Court Opinion

ID: 3668887
Source: CourtListenerOpinion
Date Created: 2016-07-06 06:17:59.834617+00
Date Added: 2024-06-11T09:22:45.819959
License: Public Domain

The Court can take no notice of the rights of Ramsour arising out of the filing and prosecution of his bill in the court of equity. It belongs to that court to vindicate its jurisdiction by dealing with persons who violate rights created by a lis pendens there.
Sitting in a court of law, we cannot judicially know how a court of equity will apply an equitable fund of this sort to the satisfaction of creditors, or as between the creditors and the assignee of its owner. We can look only to the legal rights of the parties to this record. But confining ourselves even to that limit, we hold that the plaintiff must recover. The plaintiff got the legal title by the conveyance of Fullenwider, and it has never been divested out of him and gained by the defendant, of course the defendant took nothing by his purchase from Fullenwider himself. Nor did he get a title under the purchase from the sheriff, because the negro at the time he was seized and sold was not liable to execution, and consequently the sale passed nothing. Section 2 of the act of 1812 which authorizes the sale of an equity of redemption is confined to a mortgage of lands, tenements, rents, and hereditaments; and, therefore, this case is not within that clause of the act. Nor is it within the first section, although that extends to both lands and goods, because, on 2 June, 1843, when the defendant purchased, there was a balance due on the debts secured by the deed, and the same remained due until the 5th of that month, when it was paid out of the proceeds of the sale then made of the other negro by the plaintiff.  (421) *Page 292 
At the sale to the defendant, therefore, the negro Willis was not held by the plaintiff upon a pure and simple trust for Fullenwider, the defendant in the execution, but upon a mixed trust, for him and the creditors secured in the deed; and that is not within that section of the statute, Brown v.Graves, 11 N.C. 342, and the sale to the defendant passed nothing.
The memorandum made on the deed and the facts stated in it did not determine the plaintiff's title.
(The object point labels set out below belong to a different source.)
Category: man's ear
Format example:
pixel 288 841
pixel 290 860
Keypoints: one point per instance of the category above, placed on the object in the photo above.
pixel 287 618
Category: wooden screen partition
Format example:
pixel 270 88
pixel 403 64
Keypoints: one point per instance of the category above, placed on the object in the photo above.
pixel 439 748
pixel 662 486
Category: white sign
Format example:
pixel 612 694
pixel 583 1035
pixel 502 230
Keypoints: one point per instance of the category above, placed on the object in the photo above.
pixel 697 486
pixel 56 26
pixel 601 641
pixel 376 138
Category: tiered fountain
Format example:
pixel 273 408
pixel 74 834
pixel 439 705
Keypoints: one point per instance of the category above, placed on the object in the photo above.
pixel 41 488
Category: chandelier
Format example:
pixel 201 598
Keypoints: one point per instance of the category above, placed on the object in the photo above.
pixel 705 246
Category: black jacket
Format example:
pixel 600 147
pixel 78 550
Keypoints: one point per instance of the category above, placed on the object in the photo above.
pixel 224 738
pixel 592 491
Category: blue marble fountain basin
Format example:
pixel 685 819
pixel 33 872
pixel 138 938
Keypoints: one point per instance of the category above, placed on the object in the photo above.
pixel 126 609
They do not purport or amount to a conveyance by him, but only show that he then no longer held the title for the benefit of the creditors secured in the deed, as one of the trusts on which he took it originally, but only for Fullenwider or such persons as might be entitled through him, either by contract or act of law. Still the legal title was left in the plaintiff, and that entitles him to judgment in this action.
PER CURIAM.                                                   Affirmed.
Cited: Sprinkle v. Martin, 66 N.C. 56, 57; Hardin v. Ray, 94 N.C. 460;Mayo v. Staton, 137 N.C. 676, 679.